Enhancing Lunar Exploration: Drilling, Sensing, and Sampling Systems for In-Situ Regolith Subsurface Analysis and for Sample Return

We report on the development of two promising analysis and sampling tools for use on the Moon that promise to enhance science return in upcoming lunar missions and which would inform the search for potentially valuable resources that would be worthwhile exploiting. Building on the success of ISRO's Chandrayaan missions, our efforts aim at 1) creating an advanced drilling instrument with an integrated sensing unit, referred to as the “Moon Sensing Drill" (MSD), and 2) a “Soil and Pebble Sampler” (SPS).
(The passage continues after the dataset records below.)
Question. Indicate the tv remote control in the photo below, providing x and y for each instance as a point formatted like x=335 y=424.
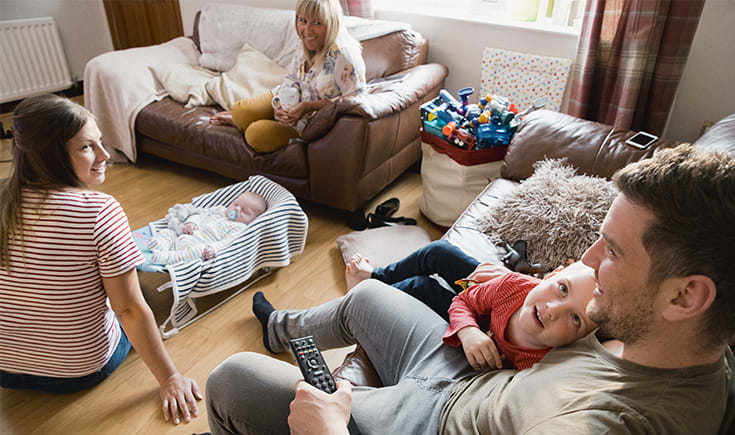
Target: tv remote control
x=315 y=370
x=312 y=365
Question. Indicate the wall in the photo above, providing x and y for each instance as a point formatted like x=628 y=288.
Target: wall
x=706 y=92
x=707 y=89
x=82 y=26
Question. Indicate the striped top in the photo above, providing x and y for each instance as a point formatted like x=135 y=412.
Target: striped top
x=493 y=302
x=55 y=317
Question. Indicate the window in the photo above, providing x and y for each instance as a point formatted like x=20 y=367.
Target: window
x=534 y=13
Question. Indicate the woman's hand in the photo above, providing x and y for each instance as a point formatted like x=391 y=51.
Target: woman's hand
x=284 y=117
x=179 y=395
x=222 y=118
x=479 y=348
x=487 y=271
x=315 y=412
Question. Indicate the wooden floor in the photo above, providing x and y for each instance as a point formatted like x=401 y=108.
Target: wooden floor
x=127 y=402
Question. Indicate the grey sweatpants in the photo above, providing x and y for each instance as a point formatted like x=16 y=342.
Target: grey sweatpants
x=250 y=392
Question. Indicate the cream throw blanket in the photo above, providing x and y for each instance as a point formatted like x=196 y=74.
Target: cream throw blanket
x=119 y=84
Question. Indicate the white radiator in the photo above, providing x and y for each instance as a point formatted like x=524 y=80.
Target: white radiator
x=33 y=60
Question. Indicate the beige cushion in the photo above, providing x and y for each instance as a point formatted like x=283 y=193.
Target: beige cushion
x=385 y=245
x=253 y=74
x=556 y=211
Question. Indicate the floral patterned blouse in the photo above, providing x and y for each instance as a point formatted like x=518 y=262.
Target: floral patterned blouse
x=340 y=72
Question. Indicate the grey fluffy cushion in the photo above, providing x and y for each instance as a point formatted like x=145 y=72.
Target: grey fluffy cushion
x=557 y=212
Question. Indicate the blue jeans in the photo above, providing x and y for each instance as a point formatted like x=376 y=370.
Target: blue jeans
x=411 y=274
x=50 y=384
x=250 y=393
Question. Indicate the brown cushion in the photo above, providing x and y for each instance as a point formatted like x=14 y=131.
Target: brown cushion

The MSD partially builds on concepts already studied in Europe under an “instrumented drill" heading whereas the SPS is entirely new. We are realizing the systems in collaboration between D Y Patil International University in Pune, India, and European entities.
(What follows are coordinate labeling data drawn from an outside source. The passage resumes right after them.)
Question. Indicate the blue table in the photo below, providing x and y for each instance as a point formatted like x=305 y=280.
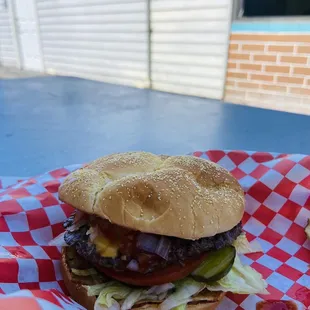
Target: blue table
x=50 y=122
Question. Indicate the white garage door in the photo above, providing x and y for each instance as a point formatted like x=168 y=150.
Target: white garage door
x=8 y=49
x=189 y=44
x=97 y=39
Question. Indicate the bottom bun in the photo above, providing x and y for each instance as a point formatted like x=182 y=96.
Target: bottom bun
x=205 y=300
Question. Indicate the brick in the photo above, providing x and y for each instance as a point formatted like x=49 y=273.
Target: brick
x=300 y=91
x=231 y=65
x=302 y=70
x=271 y=58
x=278 y=69
x=253 y=47
x=233 y=46
x=294 y=59
x=247 y=85
x=290 y=80
x=235 y=93
x=281 y=48
x=276 y=88
x=237 y=75
x=271 y=37
x=303 y=49
x=237 y=56
x=261 y=77
x=253 y=67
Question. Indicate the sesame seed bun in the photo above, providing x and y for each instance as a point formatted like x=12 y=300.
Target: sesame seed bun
x=180 y=196
x=204 y=300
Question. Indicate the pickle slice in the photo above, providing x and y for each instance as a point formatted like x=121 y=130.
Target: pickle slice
x=216 y=266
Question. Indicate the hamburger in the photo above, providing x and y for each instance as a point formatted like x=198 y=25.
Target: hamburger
x=154 y=232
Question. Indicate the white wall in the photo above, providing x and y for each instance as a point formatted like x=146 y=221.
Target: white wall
x=176 y=45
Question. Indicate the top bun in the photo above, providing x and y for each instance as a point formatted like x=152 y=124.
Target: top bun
x=180 y=196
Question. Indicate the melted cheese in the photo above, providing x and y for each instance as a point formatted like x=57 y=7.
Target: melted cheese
x=105 y=247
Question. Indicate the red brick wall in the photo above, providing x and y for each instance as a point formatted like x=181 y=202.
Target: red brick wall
x=269 y=71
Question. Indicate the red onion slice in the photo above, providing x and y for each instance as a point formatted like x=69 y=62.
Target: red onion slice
x=133 y=265
x=147 y=242
x=163 y=247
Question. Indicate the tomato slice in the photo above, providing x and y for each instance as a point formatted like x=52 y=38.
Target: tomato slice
x=168 y=274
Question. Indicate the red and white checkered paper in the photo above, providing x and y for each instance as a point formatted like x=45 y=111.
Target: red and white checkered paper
x=277 y=191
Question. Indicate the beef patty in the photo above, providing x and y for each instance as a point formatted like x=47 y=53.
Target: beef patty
x=180 y=249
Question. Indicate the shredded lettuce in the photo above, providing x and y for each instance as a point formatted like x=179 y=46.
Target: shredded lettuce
x=94 y=290
x=175 y=296
x=185 y=289
x=243 y=246
x=241 y=279
x=131 y=299
x=112 y=292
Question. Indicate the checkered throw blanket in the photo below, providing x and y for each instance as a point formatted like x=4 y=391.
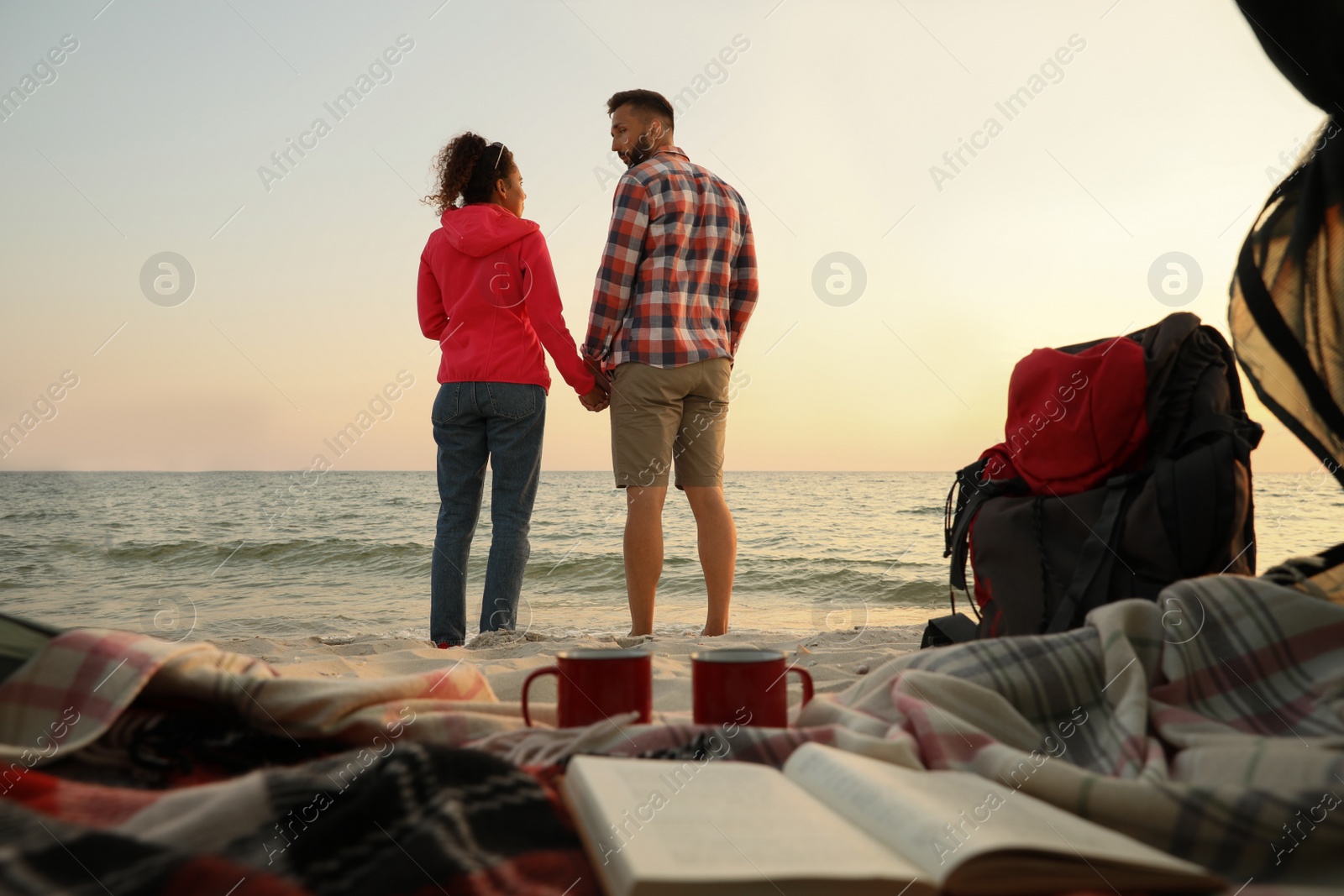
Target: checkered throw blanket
x=416 y=820
x=1209 y=725
x=69 y=694
x=396 y=812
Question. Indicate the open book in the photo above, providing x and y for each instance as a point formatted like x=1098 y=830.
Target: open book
x=839 y=824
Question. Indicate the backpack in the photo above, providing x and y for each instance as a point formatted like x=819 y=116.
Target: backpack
x=1116 y=479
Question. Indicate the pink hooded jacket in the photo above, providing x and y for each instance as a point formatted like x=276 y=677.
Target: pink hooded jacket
x=488 y=295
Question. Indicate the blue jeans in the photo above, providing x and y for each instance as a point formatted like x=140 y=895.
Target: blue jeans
x=474 y=423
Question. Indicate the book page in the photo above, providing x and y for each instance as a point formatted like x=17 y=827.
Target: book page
x=938 y=820
x=718 y=821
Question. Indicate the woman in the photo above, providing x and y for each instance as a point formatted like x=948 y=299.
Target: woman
x=488 y=295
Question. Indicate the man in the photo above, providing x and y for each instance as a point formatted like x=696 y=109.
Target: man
x=676 y=288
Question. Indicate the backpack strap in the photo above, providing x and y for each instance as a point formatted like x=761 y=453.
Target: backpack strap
x=1095 y=562
x=972 y=492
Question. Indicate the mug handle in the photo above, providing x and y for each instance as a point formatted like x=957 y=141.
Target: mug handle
x=555 y=671
x=806 y=683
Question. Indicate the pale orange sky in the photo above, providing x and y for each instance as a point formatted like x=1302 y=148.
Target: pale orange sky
x=1159 y=134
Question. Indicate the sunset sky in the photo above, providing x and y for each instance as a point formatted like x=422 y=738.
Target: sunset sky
x=840 y=123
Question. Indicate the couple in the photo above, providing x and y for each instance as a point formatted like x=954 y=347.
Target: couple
x=674 y=295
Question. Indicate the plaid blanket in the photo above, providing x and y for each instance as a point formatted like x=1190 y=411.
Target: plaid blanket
x=69 y=694
x=417 y=820
x=1209 y=725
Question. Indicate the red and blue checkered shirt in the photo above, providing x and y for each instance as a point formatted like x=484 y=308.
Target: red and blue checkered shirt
x=678 y=281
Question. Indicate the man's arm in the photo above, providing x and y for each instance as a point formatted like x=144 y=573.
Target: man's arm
x=620 y=268
x=743 y=288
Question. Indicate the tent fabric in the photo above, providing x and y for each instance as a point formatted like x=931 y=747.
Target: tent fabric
x=1287 y=309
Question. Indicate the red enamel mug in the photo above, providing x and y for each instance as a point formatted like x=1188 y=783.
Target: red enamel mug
x=591 y=685
x=745 y=687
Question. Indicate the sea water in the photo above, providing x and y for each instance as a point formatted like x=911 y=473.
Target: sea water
x=218 y=555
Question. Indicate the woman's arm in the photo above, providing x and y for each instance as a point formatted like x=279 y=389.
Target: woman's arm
x=430 y=300
x=546 y=313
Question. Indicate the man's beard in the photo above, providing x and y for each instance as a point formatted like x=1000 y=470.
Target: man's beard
x=642 y=150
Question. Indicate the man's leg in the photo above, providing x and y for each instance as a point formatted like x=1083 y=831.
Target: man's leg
x=717 y=537
x=699 y=472
x=643 y=553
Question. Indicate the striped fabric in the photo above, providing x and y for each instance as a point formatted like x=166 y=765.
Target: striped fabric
x=678 y=281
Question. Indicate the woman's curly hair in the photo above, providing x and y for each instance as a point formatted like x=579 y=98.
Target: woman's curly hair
x=467 y=170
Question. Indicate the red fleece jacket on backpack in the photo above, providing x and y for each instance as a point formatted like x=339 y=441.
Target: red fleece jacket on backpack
x=1074 y=419
x=488 y=295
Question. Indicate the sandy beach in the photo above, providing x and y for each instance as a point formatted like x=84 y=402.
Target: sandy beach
x=833 y=658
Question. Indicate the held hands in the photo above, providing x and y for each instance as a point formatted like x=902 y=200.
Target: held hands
x=600 y=396
x=597 y=399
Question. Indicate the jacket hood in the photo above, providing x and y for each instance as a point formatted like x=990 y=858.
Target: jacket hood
x=481 y=228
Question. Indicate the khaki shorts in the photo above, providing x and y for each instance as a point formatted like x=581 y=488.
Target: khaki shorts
x=669 y=417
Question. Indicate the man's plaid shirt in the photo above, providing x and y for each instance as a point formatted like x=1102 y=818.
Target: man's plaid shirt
x=678 y=281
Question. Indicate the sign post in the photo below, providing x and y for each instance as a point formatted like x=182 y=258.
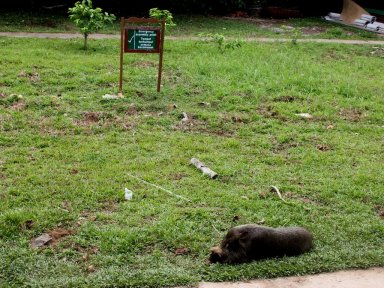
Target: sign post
x=142 y=35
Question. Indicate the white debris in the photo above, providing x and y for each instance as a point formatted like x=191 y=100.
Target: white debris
x=128 y=194
x=305 y=115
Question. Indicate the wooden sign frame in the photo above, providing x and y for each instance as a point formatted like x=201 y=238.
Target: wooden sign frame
x=147 y=27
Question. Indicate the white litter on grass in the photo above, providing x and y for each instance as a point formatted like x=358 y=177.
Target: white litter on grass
x=128 y=194
x=304 y=115
x=111 y=97
x=158 y=187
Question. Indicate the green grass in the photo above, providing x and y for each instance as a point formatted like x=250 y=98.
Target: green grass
x=65 y=154
x=193 y=25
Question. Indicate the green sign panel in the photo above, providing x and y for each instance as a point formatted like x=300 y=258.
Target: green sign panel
x=142 y=40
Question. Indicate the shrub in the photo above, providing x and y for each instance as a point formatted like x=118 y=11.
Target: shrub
x=88 y=19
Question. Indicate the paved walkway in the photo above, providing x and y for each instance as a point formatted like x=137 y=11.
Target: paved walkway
x=371 y=278
x=251 y=39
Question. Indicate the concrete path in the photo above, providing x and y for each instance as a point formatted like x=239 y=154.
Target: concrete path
x=251 y=39
x=371 y=278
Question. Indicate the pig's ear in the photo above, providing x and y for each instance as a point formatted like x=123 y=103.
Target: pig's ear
x=244 y=234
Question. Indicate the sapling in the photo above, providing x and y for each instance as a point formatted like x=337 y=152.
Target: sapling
x=162 y=15
x=89 y=19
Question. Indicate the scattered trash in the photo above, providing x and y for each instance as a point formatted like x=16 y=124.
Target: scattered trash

The MSD would be able to drill autonomously into lunar regolith and analyze the subsurface column in real-time, including detection of 3He, volatiles and key minerals. Moreover, temperature and thermal conductivity sensors would be part of the drill. The design is based primarily on a percussive drilling system, with the sensors incorporated inside the drill stem. The sensor data will be sent wirelesslessly to an electronics unit that integrates the information. This way, no rotary transmission of signal cables to and from sensors needs to be incorporated into the drill. Power transmission to the sensors is however via slip rings. The system can either be carried on a lunar rover or on lander Maximum drilling depth into the regolith is 20 cm. We are currently designing and building a demonstrator.

The Soil Pebble Sampler (SPS) is a versatile tool designed to allow the collection and analysis of soil / regolith and pebble samples. In particular, the SPS is the first ever concept for uncrewed missions for controlled sampling of both soil and pebbles in a single tool. This will be key to future sample return missions to the Moon, such as Chandrayaan-4 in the ISRO space program.
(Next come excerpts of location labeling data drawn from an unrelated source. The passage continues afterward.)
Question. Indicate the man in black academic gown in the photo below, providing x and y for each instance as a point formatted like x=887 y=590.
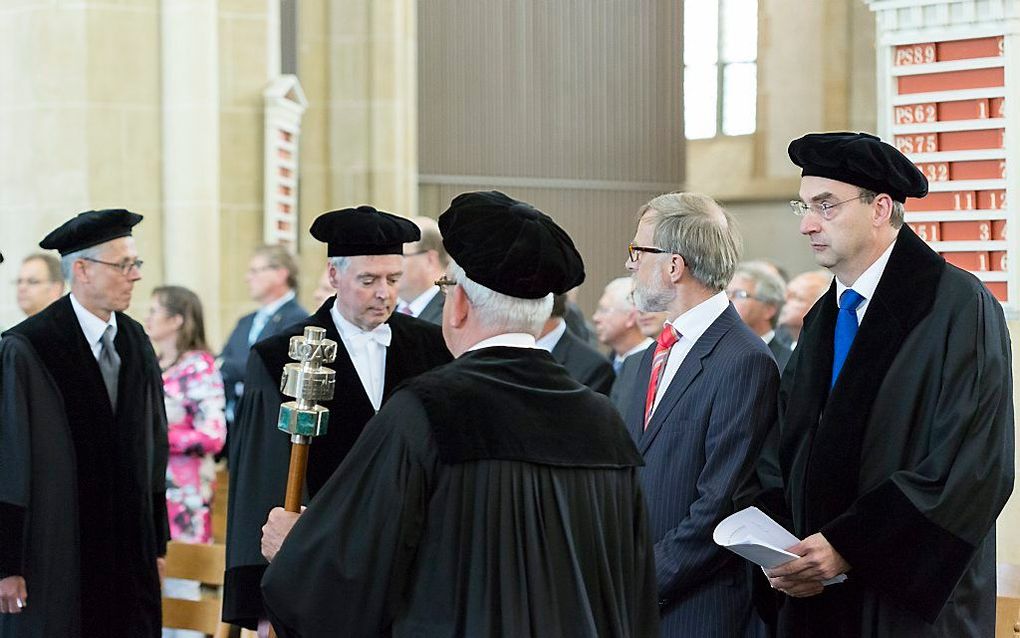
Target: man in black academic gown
x=494 y=496
x=894 y=453
x=83 y=450
x=376 y=350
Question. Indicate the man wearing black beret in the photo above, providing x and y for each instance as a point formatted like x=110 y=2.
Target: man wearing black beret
x=896 y=427
x=493 y=496
x=377 y=350
x=83 y=449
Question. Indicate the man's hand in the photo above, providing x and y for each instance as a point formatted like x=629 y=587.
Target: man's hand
x=802 y=577
x=13 y=594
x=275 y=530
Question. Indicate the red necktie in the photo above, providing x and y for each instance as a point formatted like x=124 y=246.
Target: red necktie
x=665 y=341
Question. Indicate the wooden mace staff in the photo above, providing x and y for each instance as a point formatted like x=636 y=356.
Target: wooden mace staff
x=308 y=382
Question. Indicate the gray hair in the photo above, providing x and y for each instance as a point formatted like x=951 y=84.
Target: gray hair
x=507 y=313
x=701 y=231
x=896 y=217
x=341 y=263
x=619 y=291
x=769 y=288
x=67 y=260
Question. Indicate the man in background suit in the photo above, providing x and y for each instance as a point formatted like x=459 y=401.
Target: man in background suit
x=585 y=364
x=802 y=293
x=424 y=263
x=758 y=293
x=710 y=398
x=272 y=281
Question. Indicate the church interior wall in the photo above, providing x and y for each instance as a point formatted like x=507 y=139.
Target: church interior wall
x=82 y=124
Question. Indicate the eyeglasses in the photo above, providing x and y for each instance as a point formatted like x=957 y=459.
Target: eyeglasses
x=445 y=282
x=822 y=209
x=32 y=282
x=633 y=251
x=124 y=266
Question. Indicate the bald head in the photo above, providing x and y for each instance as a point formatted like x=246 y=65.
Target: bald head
x=802 y=293
x=615 y=319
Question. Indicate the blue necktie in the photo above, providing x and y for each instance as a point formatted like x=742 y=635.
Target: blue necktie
x=846 y=329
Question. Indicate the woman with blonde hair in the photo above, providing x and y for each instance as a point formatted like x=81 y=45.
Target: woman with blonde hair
x=194 y=395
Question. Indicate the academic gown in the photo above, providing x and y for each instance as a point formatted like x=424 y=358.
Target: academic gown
x=260 y=452
x=906 y=463
x=83 y=511
x=494 y=496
In the case of Drilling Mode, SPS employs a rotary drill equipped with radial blades and an external, thin-walled auger to drill into soil. With progressing depth, a longitudinal cavity (“tunnel") incorporated in the drill stem is filled with regolith. One of the SPS assemblies is the ball-end vibrating mechanism, which is able to shake particles loose from the drill and therefore keep debris from becoming lodged in the drill tip and the associated samples. Moreover, the vibrating mechanism is essential in shaking out the soil that would have been pressed into the sample tunnel.

A stable 3-jaw gripping structure is at the end of the ball-end vibrating mechanism and uses that mechanism's sideways motion capability to pick up a pebble.